As Spice spread, calls to poison control centers grew. In 2009, 112 calls were made due to synthetic cannabinoids. By 2011, it was 6,549. That year the DEA banned five of the substances, three of which were the work of JWH, who never intended his work to be used this way, and calls synthetic drug users “idiots.” In 2015, emergency rooms in New York City reported 6,000 Spice-related visits—and two deaths.

The formulas evolved and grew more sophisticated, which brings us up to the summer of 2016 (such an innocent time that was), when the zombies finally arrived.

This time the culprit was K2, the zanier cousin of Spice. In July 2016, a group of regular users of the drug in Brooklyn had a very bad reaction to a new batch—33 regular users, to be exact, who exhibited “altered mental states” and other effects serious enough that they had to be taken to area hospitals. They were recorded by a passerby named Brian Arthur, who told the New York Times, “It’s like a scene out of a zombie movie, a horrible scene. This drug truly paralyzed people.” His Facebook Live footage showed a real-life hellscape of the unconscious and the soon-to-be-unconscious—stumbling, empty eyed, moaning, and exhibiting other classic zombie behaviors.

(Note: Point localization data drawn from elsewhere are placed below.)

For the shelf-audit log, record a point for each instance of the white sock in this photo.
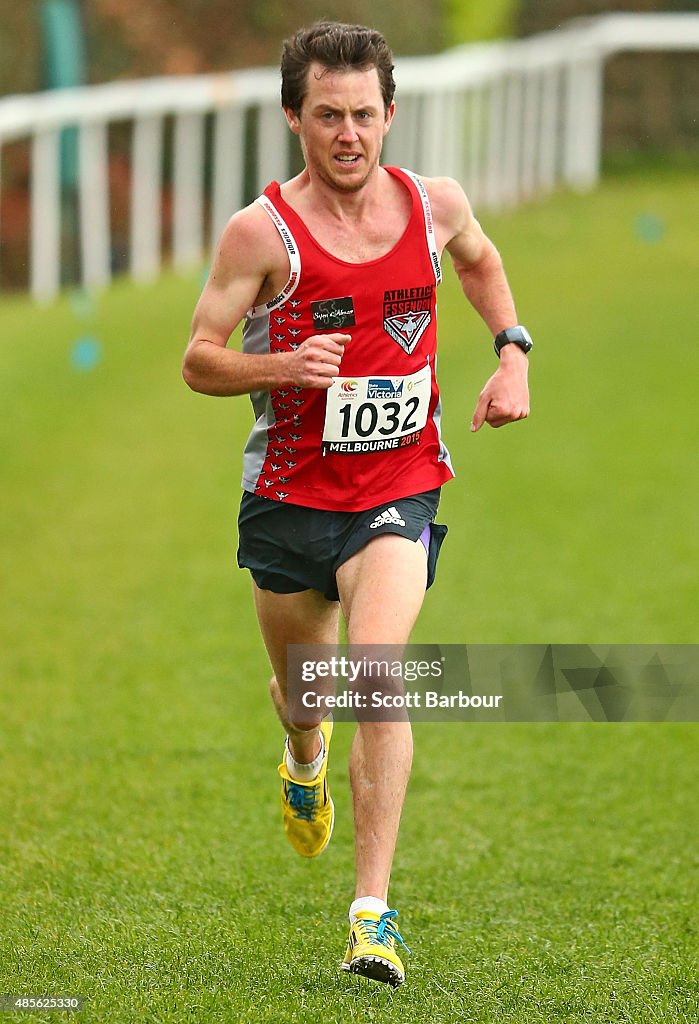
(372, 903)
(305, 772)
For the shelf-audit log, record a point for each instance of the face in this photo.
(342, 126)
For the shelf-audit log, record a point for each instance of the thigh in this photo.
(382, 588)
(302, 617)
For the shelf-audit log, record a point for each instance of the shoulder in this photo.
(250, 230)
(450, 207)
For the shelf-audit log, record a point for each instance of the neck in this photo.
(340, 203)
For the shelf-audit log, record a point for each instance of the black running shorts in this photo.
(290, 548)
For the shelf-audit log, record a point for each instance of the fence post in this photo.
(45, 215)
(582, 138)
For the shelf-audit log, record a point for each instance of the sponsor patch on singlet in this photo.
(407, 313)
(329, 314)
(376, 414)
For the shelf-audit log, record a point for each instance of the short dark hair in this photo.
(338, 47)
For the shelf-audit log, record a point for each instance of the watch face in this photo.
(514, 336)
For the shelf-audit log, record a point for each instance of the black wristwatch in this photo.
(513, 336)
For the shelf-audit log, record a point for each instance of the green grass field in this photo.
(547, 873)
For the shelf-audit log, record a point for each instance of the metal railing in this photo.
(509, 120)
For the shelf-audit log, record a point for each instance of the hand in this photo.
(506, 396)
(316, 361)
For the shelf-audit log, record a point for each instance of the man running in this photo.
(335, 273)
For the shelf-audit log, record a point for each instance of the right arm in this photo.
(249, 261)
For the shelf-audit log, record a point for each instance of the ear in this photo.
(293, 120)
(389, 117)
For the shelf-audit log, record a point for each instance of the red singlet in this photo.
(374, 436)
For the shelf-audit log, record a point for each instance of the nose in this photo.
(348, 131)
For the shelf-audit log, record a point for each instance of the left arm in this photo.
(479, 267)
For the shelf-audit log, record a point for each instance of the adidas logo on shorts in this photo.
(390, 515)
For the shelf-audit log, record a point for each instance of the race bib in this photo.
(376, 414)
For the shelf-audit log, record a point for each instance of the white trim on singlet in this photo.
(294, 260)
(429, 223)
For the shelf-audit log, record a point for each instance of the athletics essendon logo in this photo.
(407, 313)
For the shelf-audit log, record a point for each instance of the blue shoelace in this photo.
(302, 800)
(384, 930)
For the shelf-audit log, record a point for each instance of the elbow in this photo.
(188, 375)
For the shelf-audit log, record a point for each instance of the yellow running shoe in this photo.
(372, 948)
(307, 810)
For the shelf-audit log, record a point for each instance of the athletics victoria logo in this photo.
(407, 314)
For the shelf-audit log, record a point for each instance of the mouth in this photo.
(347, 159)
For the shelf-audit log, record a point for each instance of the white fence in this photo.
(509, 120)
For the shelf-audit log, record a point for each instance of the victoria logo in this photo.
(329, 314)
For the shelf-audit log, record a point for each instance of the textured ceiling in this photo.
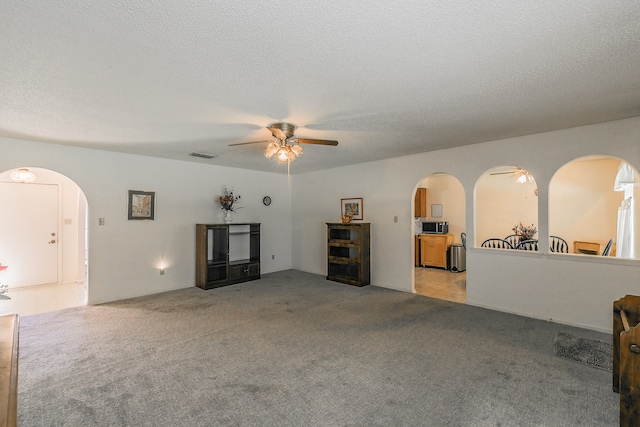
(385, 78)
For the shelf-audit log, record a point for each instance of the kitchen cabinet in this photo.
(420, 203)
(434, 249)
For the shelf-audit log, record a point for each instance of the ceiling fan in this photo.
(286, 146)
(521, 175)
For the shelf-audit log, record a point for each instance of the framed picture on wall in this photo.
(353, 207)
(142, 204)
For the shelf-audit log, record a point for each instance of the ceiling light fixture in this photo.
(23, 175)
(524, 176)
(283, 151)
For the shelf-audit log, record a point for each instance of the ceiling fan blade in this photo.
(247, 143)
(316, 141)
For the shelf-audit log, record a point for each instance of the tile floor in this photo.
(43, 298)
(441, 284)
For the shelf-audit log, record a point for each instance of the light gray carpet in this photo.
(591, 352)
(294, 349)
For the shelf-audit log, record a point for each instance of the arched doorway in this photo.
(440, 198)
(593, 201)
(44, 244)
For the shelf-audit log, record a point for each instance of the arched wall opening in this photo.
(38, 256)
(593, 200)
(440, 197)
(506, 201)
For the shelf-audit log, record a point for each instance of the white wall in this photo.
(576, 290)
(124, 255)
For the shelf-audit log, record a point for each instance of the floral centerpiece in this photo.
(525, 232)
(227, 202)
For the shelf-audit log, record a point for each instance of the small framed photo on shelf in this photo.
(142, 204)
(352, 207)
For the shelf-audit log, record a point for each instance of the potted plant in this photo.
(227, 202)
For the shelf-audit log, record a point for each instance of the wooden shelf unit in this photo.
(227, 254)
(348, 253)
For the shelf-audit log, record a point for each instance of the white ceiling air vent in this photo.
(203, 155)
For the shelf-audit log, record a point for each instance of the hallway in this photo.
(441, 284)
(41, 299)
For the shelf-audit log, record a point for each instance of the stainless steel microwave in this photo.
(435, 227)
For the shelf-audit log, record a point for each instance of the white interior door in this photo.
(29, 234)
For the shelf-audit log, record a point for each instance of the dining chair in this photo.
(513, 239)
(496, 243)
(528, 245)
(558, 244)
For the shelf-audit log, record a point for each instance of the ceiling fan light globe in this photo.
(297, 150)
(283, 154)
(271, 149)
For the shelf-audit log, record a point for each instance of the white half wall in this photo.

This batch was sold under the very Trump-like name AK-47 24 Karat Gold, and had a synthetic cannabinoid as its active ingredient known as AMB-FUBINACA. (Don’t blame our buddy JWH—this one was made by the good people at Pfizer Pharmaceuticals.) AMB is 50 times stronger than its predecessor, K2. The Brooklyn batch tested at 85 times the potency of THC, and had 16 milligrams of AMB per gram of product.

What twisted soul-sucker of a pusher is slinging this poison? Until recently, it was convenience stores, which openly sold products labeled with ambiguous labels such as “Dank Potpourri.” Yup, a quart of milk, chips, and some Zombie Powder please. It’s been banned from store shelves recently, but enforcement can be spotty, and it’s readily available via street dealers.

This is yet another reason why your friendly neighborhood cannabis-industry participant spends most days in tears. They’re being choked into extinction by regulatory agencies treating them as a far greater threat to the community than stores that sell this garbage. It’s hard to understand why the restrictions placed upon them are far more stringent than for other products that can turn you into a zombie.

So, in short, fuck synthetics. Stick with organic, locally sourced, craft cannabis, and avoid powders from foreign labs. These times are scary enough without having to worry about real-life zombies.